Opinion ID: 554937
Heading Depth: 2
Heading Rank: 3

Heading: Useful Life of Property

Text: 37 Initially, taxpayer objects to the tax court determining the useful life of the partnership's contractual right to share in the proceeds of the film for depreciation purposes. According to the taxpayer, the IRS did not dispute the taxpayer's characterization of the film as having a five-year useful life and therefore the tax court improperly reached this issue. After reviewing the record, we find no merit to taxpayer's contention. 38 Alternatively, taxpayer alleges that the tax court erred in assessing a useful life of eight years. Taxpayer argues that the tax court should have followed the general three to five year rule established in previous cases dealing with feature-length films. However, the determination of the useful life is a question of fact, dependent upon the facts adduced at trial. 39 We review the tax court's determination of an eight-year useful life under the clearly erroneous standard. See Durkin, 872 F.2d at 1278. Contrary to the taxpayer's contention, there exists substantial evidence in the record to support the tax court's conclusion. Expert testimony presented at trial indicated that in 1981, a movie could be expected to produce revenue for approximately twelve years.
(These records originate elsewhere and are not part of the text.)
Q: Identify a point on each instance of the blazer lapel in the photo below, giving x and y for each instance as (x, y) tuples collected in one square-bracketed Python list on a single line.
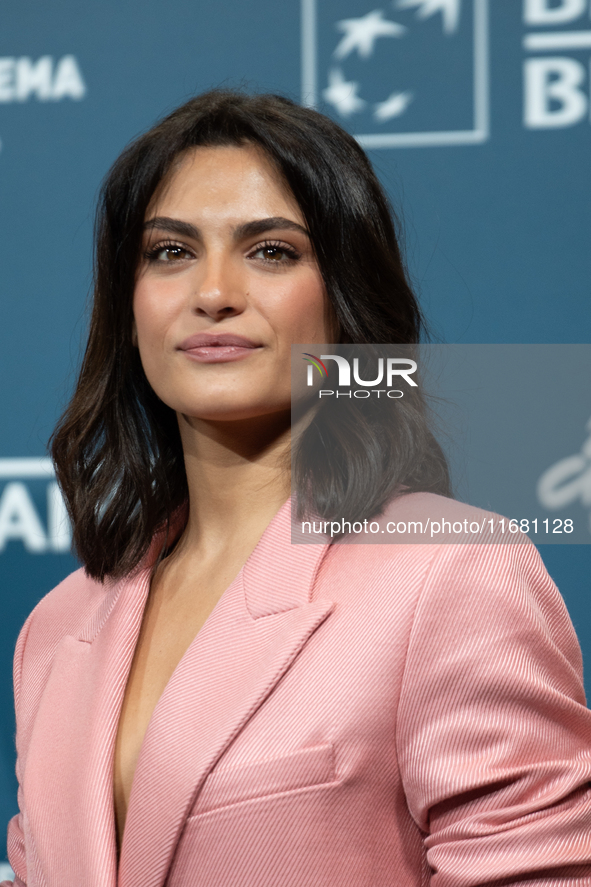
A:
[(75, 728), (254, 633)]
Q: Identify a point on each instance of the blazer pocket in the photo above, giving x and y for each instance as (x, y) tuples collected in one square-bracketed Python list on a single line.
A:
[(257, 779)]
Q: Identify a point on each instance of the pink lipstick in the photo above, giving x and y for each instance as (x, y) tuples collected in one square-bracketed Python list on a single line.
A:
[(220, 348)]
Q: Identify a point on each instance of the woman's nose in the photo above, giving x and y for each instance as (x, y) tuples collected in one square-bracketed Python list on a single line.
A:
[(219, 289)]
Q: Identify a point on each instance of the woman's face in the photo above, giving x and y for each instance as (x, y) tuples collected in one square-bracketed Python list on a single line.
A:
[(226, 282)]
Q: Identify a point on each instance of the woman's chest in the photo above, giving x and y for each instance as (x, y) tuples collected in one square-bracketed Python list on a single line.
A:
[(168, 629)]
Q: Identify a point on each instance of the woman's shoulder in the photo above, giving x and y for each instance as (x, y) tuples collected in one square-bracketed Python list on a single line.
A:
[(65, 611)]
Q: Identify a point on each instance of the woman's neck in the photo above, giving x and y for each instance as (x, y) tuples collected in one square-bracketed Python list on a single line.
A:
[(238, 475)]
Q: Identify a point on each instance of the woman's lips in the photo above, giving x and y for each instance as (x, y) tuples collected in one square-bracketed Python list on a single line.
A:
[(205, 348)]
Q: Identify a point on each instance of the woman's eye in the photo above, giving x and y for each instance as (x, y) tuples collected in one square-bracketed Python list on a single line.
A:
[(167, 254), (276, 254)]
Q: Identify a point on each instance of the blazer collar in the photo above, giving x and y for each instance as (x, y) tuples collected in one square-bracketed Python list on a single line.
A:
[(255, 632), (257, 628)]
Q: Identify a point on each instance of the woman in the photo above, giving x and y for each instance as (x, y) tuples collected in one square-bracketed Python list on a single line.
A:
[(206, 703)]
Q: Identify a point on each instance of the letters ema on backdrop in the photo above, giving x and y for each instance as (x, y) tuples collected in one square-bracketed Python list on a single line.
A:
[(20, 520), (44, 79)]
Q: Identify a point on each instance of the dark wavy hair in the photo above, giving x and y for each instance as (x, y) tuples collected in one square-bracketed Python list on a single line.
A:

Based upon a timetable generally observed by the film industry in releasing a film, the evidence established that theatrical release of a movie generally lasts two years, followed by a release to cable television for the next two years. This is followed by three to fours years of network broadcasting, after which syndication broadcasts begin. Normally, syndication lasts five to seven years. Thus, the record clearly supports the tax court's assessment of a useful life longer than five years and we will not disturb that finding on appeal.